Namun, ia menambahkan, tingginya harga gas tidak akan mempengaruhi produksi dalam negeri. "Yang jelas kalau untuk domestik produksinya aman," tegas dia.

"Kita bisa berkembang, bangun pabrik baru kan dari laba tapi sekarang berbalik karena kita nggak bisa bersaing," lanjut dia.

Sementara kebutuhan pupuk nasional secara total menurutnya mencapai 13 juta ton dan  yang disubsidi 9,55 juta ton.

Kapasitas desain produksi pabrik Pupuk Indonesia sebesar 8,8 juta ton per tahun meski realisasinya hanya 7,9 juta ton urea. "Kalau total dengan pupuk lain 13,3 juta ton," katanya.

Pupuk Indonesia Klaim Telah Kembangkan Bintuni | PT Rifan Financindo Berjangka Cabang Bandung

PT Rifan Financindo Berjangka Cabang Bandung


Kepala Komunikasi Korporat Pupuk Indonesia Wijaya Laksana mengatakan salah satu pengembangannya terkait kebutuhan gas bumi untuk industri petrokimia. Bersama dengan tim dari Kementerian BUMN dan Kementerian Perindustrian, Pupuk Indonesia telah melakukan kajian berupa skema proyek, keekonomian proyek, serta proyeksi kebutuhan gas bumi.

PT Pupuk Indonesia (Persero) telah melakukan sejumlah langkah untuk mendukung program pengembangan kawasan Bintuni.

Untuk pengembangan proyek tersebut, pasokan gas yang dibutuhkan adalah sekitar 124 MMSCFD, dengan harga keekonomian yang ideal adalah sekitar USD3 per MMBTU.

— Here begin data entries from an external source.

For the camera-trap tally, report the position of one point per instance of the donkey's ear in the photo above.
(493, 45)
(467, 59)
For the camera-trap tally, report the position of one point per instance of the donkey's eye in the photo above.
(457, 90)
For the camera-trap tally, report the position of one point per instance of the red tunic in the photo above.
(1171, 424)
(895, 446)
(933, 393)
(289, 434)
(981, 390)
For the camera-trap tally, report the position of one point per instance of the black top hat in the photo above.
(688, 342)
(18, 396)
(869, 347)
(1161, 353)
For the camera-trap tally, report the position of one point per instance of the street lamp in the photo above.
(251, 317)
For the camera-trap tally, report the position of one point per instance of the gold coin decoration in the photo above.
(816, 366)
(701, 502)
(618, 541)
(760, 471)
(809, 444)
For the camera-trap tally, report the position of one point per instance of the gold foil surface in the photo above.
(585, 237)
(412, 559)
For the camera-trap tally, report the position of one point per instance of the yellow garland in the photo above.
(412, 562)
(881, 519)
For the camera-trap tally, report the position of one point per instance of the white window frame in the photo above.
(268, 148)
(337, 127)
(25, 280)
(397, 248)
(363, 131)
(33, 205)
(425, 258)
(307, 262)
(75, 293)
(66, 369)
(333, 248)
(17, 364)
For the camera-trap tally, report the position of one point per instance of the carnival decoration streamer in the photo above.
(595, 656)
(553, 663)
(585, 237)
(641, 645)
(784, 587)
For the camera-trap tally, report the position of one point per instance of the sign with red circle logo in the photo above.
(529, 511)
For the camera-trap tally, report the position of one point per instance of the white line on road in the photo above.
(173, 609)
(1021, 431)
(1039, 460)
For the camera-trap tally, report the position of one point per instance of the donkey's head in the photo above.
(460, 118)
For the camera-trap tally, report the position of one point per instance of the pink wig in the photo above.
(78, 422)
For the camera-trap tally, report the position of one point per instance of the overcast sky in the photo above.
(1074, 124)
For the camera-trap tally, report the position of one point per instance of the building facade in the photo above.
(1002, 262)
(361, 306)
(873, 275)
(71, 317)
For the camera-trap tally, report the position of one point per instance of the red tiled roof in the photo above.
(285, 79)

"Berdasarkan kajian tersebut, untuk pengembangan tahap 1 di Bintuni kami akan mengembangkan industri petrokimia, yaitu methanol dan berbagai turunannya seperti ethylene, propylene, polyethylene, dan polypropylene. Untuk tahap kedua, kita akan kembangkan pupuk NPK," kata Wijaya dalam keterangan tertulisnya, di Jakarta, Jumat (2/12/2016).

"Untuk mendukung keekonomian proyek, kami juga berharap dukungan pemerintah dalam membangun infrastruktur kawasan," kata Wijaya.

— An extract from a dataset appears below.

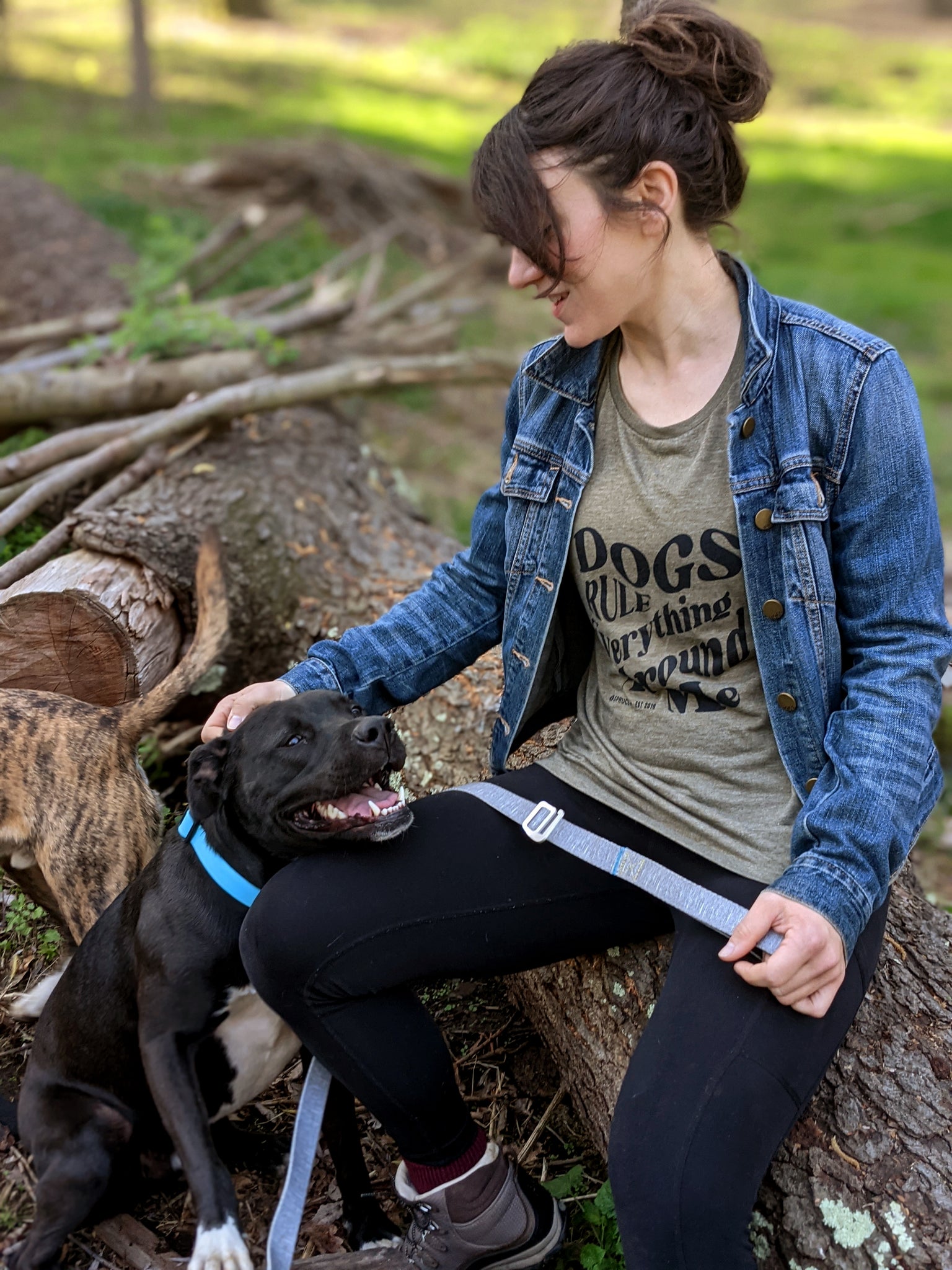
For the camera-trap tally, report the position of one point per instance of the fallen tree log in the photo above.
(316, 540)
(97, 629)
(359, 375)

"Harga komoditi urea sedang anjlok dan harga gas kita masih cukup tinggi dibandingkan negara lain sehingga produk urea kita sulit bersaing, maka kami berencana beralih mengembangkan produk petrokimia," jelas Wijaya.

?Sebelumnya, Pupuk Indonesia bermaksud mendirikan pabrik pupuk urea baru di kawasan tersebut, namun melihat kondisi pasar internasional saat ini, proyek tersebut dinilai menjadi kurang prospektif.

Untuk itu, Pupuk Indonesia pada Oktober lalu telah mengajukan permohonan alokasi dan harga gas industri kepada Menteri ESDM. Alokasi yang diminta adalah 130 MMSCFD dengan harga USD3. Menurut rencana, proyek pengembangan tersebut akan dibangun di kawasan Kabupaten Teluk Bintuni dengan luas lahan sekitar 2.112 hektare (ha).

"Kami juga telah melakukan diskusi dengan sejumlah mitra strategis untuk proyek tersebut," pungkas Wijaya.

Pupuk Indonesia telah melakukan koordinasi dengan pemerintah setempat untuk pembangunan kawasan industri tersebut serta menjadi pengelola kawasan dengan melibatkan anak-anak perusahaan yang bergerak dibidang utilitas dan logistik seperti PT Pupuk Indonesia Energi dan PT Pupuk Indonesia Logistik.